Thorndike’s law of effect, in animal behaviour and conditioning, the postulate developed by American psychologist Edward L. Thorndike in 1905 that argued that the probability that a particular stimulus will repeatedly elicit a particular learned response depends on the perceived consequences of the response. In addition, new stimulus-response connections are strengthened only if the response is followed by behavioral responses that were most closely followed by a satisfying result.
This concept can be illustrated in an experiment in which a rat presses a lever to receive either a reward or a punishment. A rat whose operation of a lever is followed by the delivery of a food pellet will press the lever again. In contrast, if the only consequence of pressing the lever is the delivery of a painful electrical shock, the rat will not press the lever in the future (which illustrates what has been called the negative law of effect). In another example, Thorndike placed a cat within a box with a lever that, when pressed, would open a door that would allow the cat to escape and obtain food placed outside the box. After the cat discovered the connection between pressing the lever and its escape (and its access to a food reward), for each trial thereafter, the cat became much more adept at pressing the lever and opening the door.

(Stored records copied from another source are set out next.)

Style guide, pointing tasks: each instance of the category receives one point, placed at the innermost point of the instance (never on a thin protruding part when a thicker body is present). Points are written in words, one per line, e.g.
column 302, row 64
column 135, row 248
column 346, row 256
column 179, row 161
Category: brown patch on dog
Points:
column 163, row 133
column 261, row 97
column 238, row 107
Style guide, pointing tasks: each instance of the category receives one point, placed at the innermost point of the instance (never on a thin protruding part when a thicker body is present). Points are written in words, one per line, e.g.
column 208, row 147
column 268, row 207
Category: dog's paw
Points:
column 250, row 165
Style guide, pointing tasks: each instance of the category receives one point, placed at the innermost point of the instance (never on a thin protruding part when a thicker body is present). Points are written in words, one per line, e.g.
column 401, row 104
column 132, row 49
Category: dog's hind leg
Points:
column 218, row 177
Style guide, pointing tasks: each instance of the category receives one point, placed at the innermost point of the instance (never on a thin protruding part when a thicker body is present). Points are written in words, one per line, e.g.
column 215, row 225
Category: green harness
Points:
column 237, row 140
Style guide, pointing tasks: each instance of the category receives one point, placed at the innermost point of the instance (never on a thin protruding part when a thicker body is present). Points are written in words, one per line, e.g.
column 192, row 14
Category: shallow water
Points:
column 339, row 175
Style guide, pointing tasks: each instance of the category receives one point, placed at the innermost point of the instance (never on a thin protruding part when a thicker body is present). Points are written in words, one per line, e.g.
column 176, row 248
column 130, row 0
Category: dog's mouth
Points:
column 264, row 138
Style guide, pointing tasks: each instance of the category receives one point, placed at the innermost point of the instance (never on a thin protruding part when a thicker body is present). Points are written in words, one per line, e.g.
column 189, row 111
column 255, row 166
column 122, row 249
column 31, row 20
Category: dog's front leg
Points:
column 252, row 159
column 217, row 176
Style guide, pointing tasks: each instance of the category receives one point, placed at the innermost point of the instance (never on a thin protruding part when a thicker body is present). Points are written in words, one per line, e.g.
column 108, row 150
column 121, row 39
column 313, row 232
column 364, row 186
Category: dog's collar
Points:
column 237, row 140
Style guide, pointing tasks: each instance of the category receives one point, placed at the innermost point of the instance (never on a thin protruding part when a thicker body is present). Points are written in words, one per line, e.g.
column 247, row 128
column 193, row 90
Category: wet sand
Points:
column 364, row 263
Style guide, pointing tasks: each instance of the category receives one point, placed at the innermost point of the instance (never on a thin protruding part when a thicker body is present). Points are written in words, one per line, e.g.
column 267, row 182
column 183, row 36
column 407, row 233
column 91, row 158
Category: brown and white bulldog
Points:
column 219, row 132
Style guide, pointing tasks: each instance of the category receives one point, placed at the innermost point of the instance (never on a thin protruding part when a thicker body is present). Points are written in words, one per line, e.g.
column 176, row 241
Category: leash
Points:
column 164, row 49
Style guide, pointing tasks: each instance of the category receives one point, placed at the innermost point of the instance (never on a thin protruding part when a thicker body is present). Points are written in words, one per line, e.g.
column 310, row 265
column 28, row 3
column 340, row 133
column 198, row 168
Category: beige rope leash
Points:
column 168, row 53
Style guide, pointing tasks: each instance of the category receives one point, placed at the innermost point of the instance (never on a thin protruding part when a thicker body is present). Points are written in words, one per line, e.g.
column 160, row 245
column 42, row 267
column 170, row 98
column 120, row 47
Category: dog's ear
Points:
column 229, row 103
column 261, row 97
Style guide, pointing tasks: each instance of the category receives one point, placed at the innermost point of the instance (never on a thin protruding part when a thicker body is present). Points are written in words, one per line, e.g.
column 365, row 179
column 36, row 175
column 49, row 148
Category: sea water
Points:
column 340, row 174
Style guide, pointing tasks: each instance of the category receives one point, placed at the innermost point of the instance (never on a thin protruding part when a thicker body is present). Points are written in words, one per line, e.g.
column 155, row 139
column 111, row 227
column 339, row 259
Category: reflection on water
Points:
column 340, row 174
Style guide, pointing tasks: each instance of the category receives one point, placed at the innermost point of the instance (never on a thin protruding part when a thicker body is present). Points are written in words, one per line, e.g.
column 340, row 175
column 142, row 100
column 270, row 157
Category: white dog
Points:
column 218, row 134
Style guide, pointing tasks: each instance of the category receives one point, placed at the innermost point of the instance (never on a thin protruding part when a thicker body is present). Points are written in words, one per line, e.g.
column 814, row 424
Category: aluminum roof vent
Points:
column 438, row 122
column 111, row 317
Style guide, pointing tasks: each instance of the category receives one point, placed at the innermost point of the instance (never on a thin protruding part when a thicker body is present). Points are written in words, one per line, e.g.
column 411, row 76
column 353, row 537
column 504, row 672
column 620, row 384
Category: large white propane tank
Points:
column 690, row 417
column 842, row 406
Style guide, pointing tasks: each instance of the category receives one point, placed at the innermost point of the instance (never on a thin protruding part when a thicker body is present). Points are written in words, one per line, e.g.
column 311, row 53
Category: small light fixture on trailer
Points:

Thorndike’s law of effect finds less general acceptance today, largely because it became unclear whether an animal’s responses were sometimes (or even always) modified by their consequences, since other factors could be present. The law did, however, influence the development of behaviourism during the first half of the 20th century—with American psychologist B.F. Skinner building on Thorndike’s law of effect and formalizing the process of operant conditioning, which he understood to be the explanatory basis of human behaviour.